A 60 year old male with a prior history of CHF and COPD is brought to your ED by ambulance in respiratory distress. On exam, he looks sick and is wheezing. While waiting for a portable x-ray, you give him sublingual nitrates, frusemide, salbutamol (albuterol), steroids and morphine as you really have no idea what the heck is going on. BiPAP is getting set up. But what if you had a tool at the bedside that could give the diagnosis in seconds?
Bring on lung ultrasound. Answer in seconds? Well, maybe.
This systematic review and meta-analysis tried to determine the sensitivity and specificity of ultrasound using B-lines in diagnosing acute cardiogenic pulmonary edema (ACPE) in patients presenting to the ED with acute shortness of breath.

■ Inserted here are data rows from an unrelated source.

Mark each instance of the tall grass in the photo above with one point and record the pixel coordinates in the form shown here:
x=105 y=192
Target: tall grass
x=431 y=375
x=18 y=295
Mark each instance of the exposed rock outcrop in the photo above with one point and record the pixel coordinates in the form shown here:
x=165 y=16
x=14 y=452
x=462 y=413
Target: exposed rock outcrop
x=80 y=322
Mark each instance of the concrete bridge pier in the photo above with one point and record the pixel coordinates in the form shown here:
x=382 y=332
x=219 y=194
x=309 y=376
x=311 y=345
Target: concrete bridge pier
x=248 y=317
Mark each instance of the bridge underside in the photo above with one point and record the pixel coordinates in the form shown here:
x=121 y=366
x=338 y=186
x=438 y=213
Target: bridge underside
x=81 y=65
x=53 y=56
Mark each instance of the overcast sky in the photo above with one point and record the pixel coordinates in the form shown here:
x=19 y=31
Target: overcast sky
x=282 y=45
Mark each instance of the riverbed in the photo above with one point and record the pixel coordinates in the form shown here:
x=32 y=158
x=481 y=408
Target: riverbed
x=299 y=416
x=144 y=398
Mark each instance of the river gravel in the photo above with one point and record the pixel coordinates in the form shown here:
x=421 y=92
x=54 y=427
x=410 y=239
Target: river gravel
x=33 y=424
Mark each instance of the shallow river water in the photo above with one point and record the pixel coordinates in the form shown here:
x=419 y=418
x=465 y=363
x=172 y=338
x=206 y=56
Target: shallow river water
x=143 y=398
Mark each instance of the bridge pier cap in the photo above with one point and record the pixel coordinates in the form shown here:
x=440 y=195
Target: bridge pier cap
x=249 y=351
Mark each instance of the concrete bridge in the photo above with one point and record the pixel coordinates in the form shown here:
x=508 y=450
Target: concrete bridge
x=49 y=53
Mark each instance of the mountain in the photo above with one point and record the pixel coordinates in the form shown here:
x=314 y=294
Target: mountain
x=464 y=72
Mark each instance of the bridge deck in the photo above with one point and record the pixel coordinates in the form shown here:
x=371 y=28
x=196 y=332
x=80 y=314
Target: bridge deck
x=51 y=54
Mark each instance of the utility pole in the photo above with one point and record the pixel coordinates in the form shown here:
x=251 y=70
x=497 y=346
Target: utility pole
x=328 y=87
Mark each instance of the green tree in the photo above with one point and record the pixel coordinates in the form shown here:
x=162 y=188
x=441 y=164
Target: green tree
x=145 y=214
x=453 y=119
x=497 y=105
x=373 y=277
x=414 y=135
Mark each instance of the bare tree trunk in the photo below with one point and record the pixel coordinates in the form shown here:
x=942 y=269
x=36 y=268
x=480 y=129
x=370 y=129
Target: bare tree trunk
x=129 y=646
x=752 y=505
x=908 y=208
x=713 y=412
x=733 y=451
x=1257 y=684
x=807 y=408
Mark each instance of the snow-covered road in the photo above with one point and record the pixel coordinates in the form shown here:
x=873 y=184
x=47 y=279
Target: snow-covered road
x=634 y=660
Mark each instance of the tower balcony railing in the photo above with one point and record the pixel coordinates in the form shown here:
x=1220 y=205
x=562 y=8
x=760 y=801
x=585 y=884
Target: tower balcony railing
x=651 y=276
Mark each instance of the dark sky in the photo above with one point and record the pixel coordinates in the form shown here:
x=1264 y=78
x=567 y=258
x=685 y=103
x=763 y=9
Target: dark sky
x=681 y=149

The authors conducted an impressive study with an excellent search of the literature, quality assessment and analysis of the data. This was really well done.
This study design is good for generating statistical power and getting summary estimates. However the Achilles heel of any meta-analysis is publication bias and the potential for the garbage-in and garbage-out phenomenon. No matter how much one performs a beautiful study, one is always limited by the quality of the original data. Put another way, two third graders do not make a sixth grader.
Skipping right to the results- they found seven studies to combine. After some serious number crunching they gave summary estimates of the sensitivity to be 94% (95% CI 81-98%), specificity 92% (95% CI 84-96%), positive likelihood ratio 12.4 and negative likelihood ratio was 0.06.
These are impressive numbers! But unfortunately, there are some big limitations.
Ultrasound does not have “fixed” test characteristics. Studies of ultrasound are usually done by a group of experts in motivated centres. But in real life, the sensitivity and the specificity change with each person that picks up the probe as experience is variable. So it is a bit silly to report results to a couple of decimal places when it is really going to change substantially according to operator experience. In addition, I would imagine there would be some spectrum bias- i.e. the test works better in patients that are sicker.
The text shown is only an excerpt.